If anybody is that interested, I could have my wife post the full recipe later. Now, she's at some girls-night-in with the wives in her Sunday School, and I'm stuck at home still drooling over a dish she made a week ago, lamenting the lack of leftovers. Even though I'm the _cause_ of the lack of leftovers


----------



## smhbbag (Jul 10, 2009)

I'm sorry I left such a teaser. My wife will post the recipe tomorrow


----------



## AltogetherLovely (Jul 11, 2009)

*Spicy Pepper Jack Mac Recipe*

This is not a completely original recipe--the base of it came from Betty Crocker, but I modified it to suit our tastes. I have to say this is hands-down the BEST homemade mac and cheese I've ever tasted, with unrivaled creaminess and flavor.

1 lb. pasta (we prefer mostaccioli or ziti)
1/2 c. chopped onion
2 tbsp. butter
2 tbsp. flour
1/8 tsp. black pepper
2 1/2 c. milk
1 c. shredded cheddar cheese
1 c. shredded American cheese (we just tear up singles)
1 c. shredded pepper jack cheese

1. Cook pasta and drain.
2. Meanwhile, in a medium saucepan, sautee the onions in the butter until they're soft (not brown). Stir in flour, pepper, and milk. Cook and stir over medium heat until slightly thickened and bubbly. Add cheeses a little at a time, stirring until melted and smooth. (At this point you can taste and add more of whichever flavor of cheese is lacking. For less bite, add more American cheese.) Salt to taste.
3. Pour over pasta and stir. Transfer to a 2-quart casserole dish.
4. Bake, uncovered, at 350 degrees for 25 minutes. Let stand 5 minutes before eating.

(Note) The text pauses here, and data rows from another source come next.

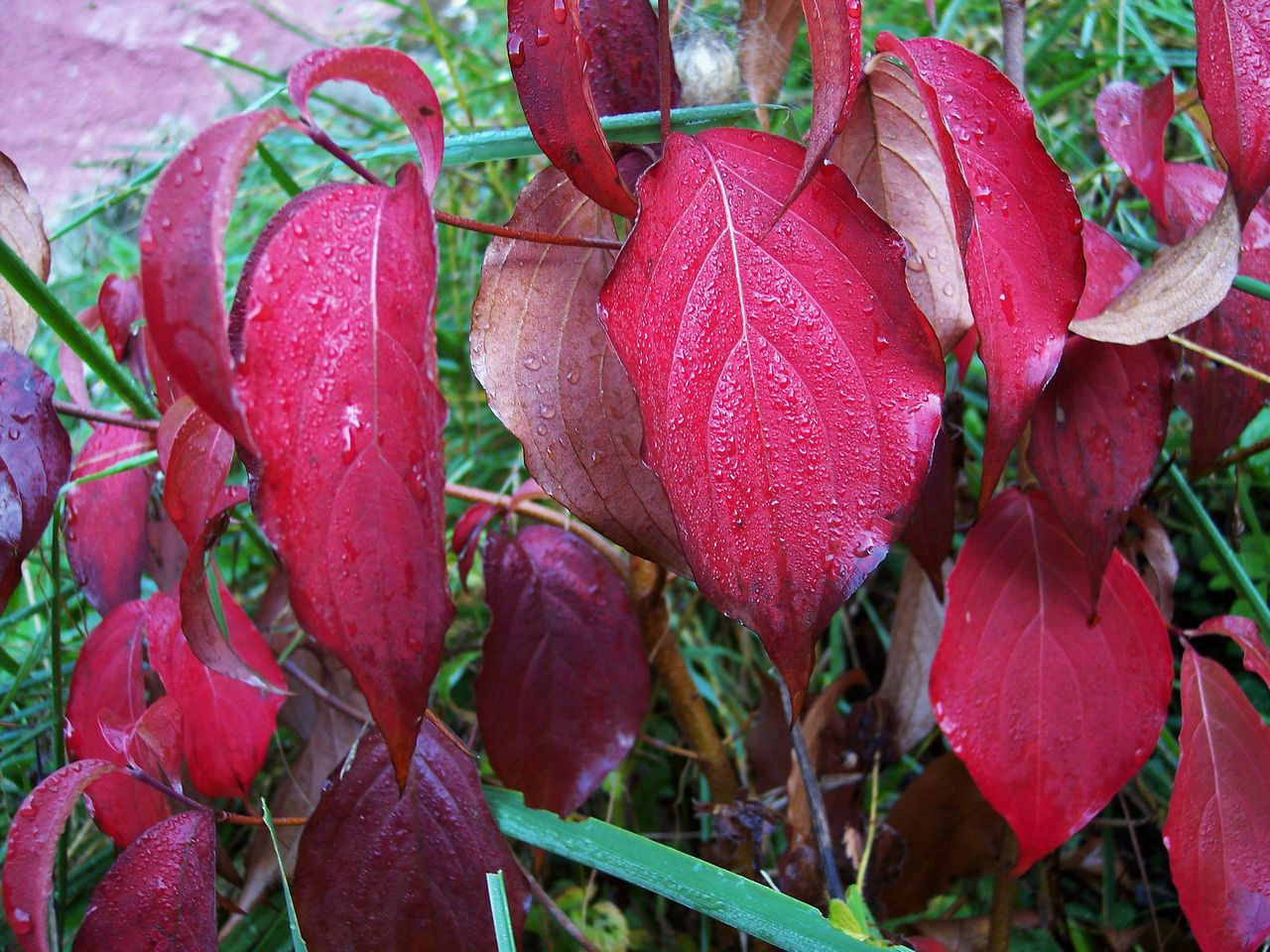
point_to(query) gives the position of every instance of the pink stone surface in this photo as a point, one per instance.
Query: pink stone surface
(87, 84)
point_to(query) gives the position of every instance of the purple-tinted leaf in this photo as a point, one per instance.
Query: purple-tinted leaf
(559, 613)
(379, 867)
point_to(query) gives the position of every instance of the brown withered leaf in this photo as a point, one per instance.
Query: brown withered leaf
(948, 832)
(915, 634)
(553, 379)
(22, 226)
(889, 153)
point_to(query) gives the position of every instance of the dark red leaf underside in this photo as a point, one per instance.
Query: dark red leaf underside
(107, 685)
(1051, 714)
(1232, 46)
(339, 384)
(1218, 833)
(1098, 426)
(625, 66)
(559, 613)
(1130, 122)
(160, 895)
(405, 871)
(549, 66)
(389, 73)
(226, 725)
(553, 379)
(32, 847)
(105, 520)
(35, 462)
(790, 391)
(182, 244)
(1019, 223)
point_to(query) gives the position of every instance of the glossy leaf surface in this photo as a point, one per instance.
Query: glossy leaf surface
(339, 385)
(160, 893)
(1019, 227)
(107, 687)
(385, 870)
(182, 244)
(389, 73)
(1216, 832)
(790, 391)
(553, 379)
(226, 724)
(1051, 714)
(549, 58)
(890, 155)
(32, 847)
(1232, 45)
(559, 615)
(35, 462)
(105, 520)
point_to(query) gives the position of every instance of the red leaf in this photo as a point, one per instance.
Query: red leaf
(389, 73)
(541, 353)
(1256, 654)
(559, 613)
(1220, 402)
(1130, 122)
(160, 893)
(339, 384)
(1232, 46)
(1216, 833)
(182, 244)
(35, 462)
(107, 684)
(105, 520)
(357, 879)
(549, 64)
(1100, 424)
(1019, 225)
(625, 68)
(226, 724)
(118, 303)
(33, 834)
(790, 391)
(1051, 714)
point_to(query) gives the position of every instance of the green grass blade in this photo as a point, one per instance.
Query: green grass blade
(744, 904)
(298, 941)
(503, 930)
(36, 294)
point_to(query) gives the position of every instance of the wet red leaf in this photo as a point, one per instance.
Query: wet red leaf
(32, 847)
(549, 58)
(1051, 714)
(553, 379)
(1232, 46)
(389, 73)
(790, 391)
(1130, 122)
(358, 881)
(160, 893)
(1019, 225)
(226, 724)
(107, 685)
(35, 462)
(625, 63)
(1098, 426)
(339, 385)
(182, 244)
(1216, 832)
(559, 613)
(105, 520)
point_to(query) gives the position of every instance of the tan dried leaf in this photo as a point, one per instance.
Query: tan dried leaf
(1187, 282)
(889, 153)
(22, 227)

NOTE: This recipe is amazing the first time but gets a little dried out if reheated. If you're planning on eating it later (i.e.- for a potluck), wait to bake it until you're going to use it. If you're reheating leftovers, stir in a little milk and heat to restore creaminess.

Enjoy!


----------



## PresbyDane (Jul 11, 2009)

Thanks for sharing


----------



## Scottish Lass (Jul 11, 2009)

Yay--it's easy! I've looked at similar recipes, but they're always more complicated. 
Thanks!


----------